In Languages Other Than English, Do (Song)Birds "Sing"?

And if so, are songbirds called “birds of song” or whatever?

https://www.classements.net/plus-beaux-oiseaux-chanteurs/

Yes, in many Indian languages. For example in Hindi :

  1. Very common to refer to Koyal (the Asian Koel / Indian Cuckoo) singing to find its mate Asian koel - Wikipedia

  2. The peacock sings to welcome the monsoon

…… and many other songbirds

[Moderating]
This is a US-based board, and most of our members speak only English. In particular, if the OP were familiar with any languages other than English, he wouldn’t have needed to ask the question. Please provide a translation for anything posted in other languages.

I’d be hard pressed to consider the sounds peacocks make as “song”.

They also occur naturally in scrub desert. Do they even get to experience monsoons?

The OP did not ask what you consider as “song”.

Of course. I think it is not so quick to translate poetry off the cuff; it is “A bird sings” by Guillaume Apollinaire which begins something like

“A bird is singing, I know not where / I believe it is your soul keeping watch / Amidst the twopenny soldiers / And the bird charms my ear”

followed by a (computer-generated?) link with pictures of the “world’s 10 most beautiful songbirds”

The German translation for “songbird” is the exact equivalent, “Singvogel”.

ETA: I think since birds all over the world sing, and people all over the world have music, almost all cultures equate birds’ and peoples’ songs.

Los pajaros cantan en Español tambien (Birds sing in Spanish too)

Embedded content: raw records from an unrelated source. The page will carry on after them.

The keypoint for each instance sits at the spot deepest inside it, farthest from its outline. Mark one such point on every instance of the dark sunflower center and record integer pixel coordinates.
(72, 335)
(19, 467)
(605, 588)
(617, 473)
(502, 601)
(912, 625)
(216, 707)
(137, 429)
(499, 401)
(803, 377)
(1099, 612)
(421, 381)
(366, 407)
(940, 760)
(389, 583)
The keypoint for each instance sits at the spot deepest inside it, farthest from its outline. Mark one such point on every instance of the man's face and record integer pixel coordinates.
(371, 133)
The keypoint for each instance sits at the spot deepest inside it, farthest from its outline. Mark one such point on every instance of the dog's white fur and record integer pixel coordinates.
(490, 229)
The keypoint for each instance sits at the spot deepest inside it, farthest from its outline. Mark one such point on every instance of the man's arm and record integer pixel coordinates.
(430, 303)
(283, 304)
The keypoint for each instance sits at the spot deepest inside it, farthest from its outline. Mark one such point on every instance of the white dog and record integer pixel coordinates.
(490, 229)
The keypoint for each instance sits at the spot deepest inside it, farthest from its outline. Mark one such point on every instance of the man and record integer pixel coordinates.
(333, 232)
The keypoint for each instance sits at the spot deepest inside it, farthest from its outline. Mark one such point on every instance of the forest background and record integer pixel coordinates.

Pero también trinan. (But they also make tshrrrriiiip tshrrriiiip) y gorjean (like canary birds). Ravens and ducks graznan: they make kraaah! kraaah!. Yes, it’s the same word for both. Other birds estridulan (stridulate), a word that is also used for insects.
Song birds in Spanish are called pájaros cantores, which is another way to say singing birds, i.e. songbirds.
In general biologists say that birds vocalize (vocalizan). There are other words for the sounds birds make, like chicken cacarean, parrots talk! (hablan) and more I can’t think of right now of the top of my hat. Maybe I’ll come later when I remember them.

You could say the same about most birds, but their sounds are still called ‘song’ in English.

In Hebrew, songbird is “tzippor (bird) shir (song)”

(While “shir” can mean either “song” or “poem”, in context it means the former, as not many birds can quote T.S. Eliot.)

Norwegian also has songbirds and bird song.

In Afrikaans, birdsong is voëlgesang, exactly the same. And a songbird is a sangvoël, exactly the same.

With some rather prominent exceptions. I don’t think I’ve ever heard anyone say that chickens or turkeys “sing.”

(Yes I know you said “most,” and that the thread is about song birds specifically. Just making it explicit.)

There are many bird vocalizations (including from songbirds) that are not songs, either colloquially or technically.

The Danish surname Fuglsang means birdsong.

That’s funny, I just read the news that Jakob Fuglsang had to leave the Tour de France because of a broken rib.

Yes, but I honestly don’t know how long that phrase has been used, i.e., whether it is a native Hebrew word or just a translation from English or some other modern language.

What I do know is that the verb for how birds vocalize is “tziftzuf” (or “tziphtzuph”), and has been such for millennia. This is (to me) an untranslatable case of onomatopoeia. It is usually translated as “twitter” or “chirp”, and I leave it to the reader to opine on whether “sing” might also be an acceptable translation.

Is there a TzF root that could help disambiguate this?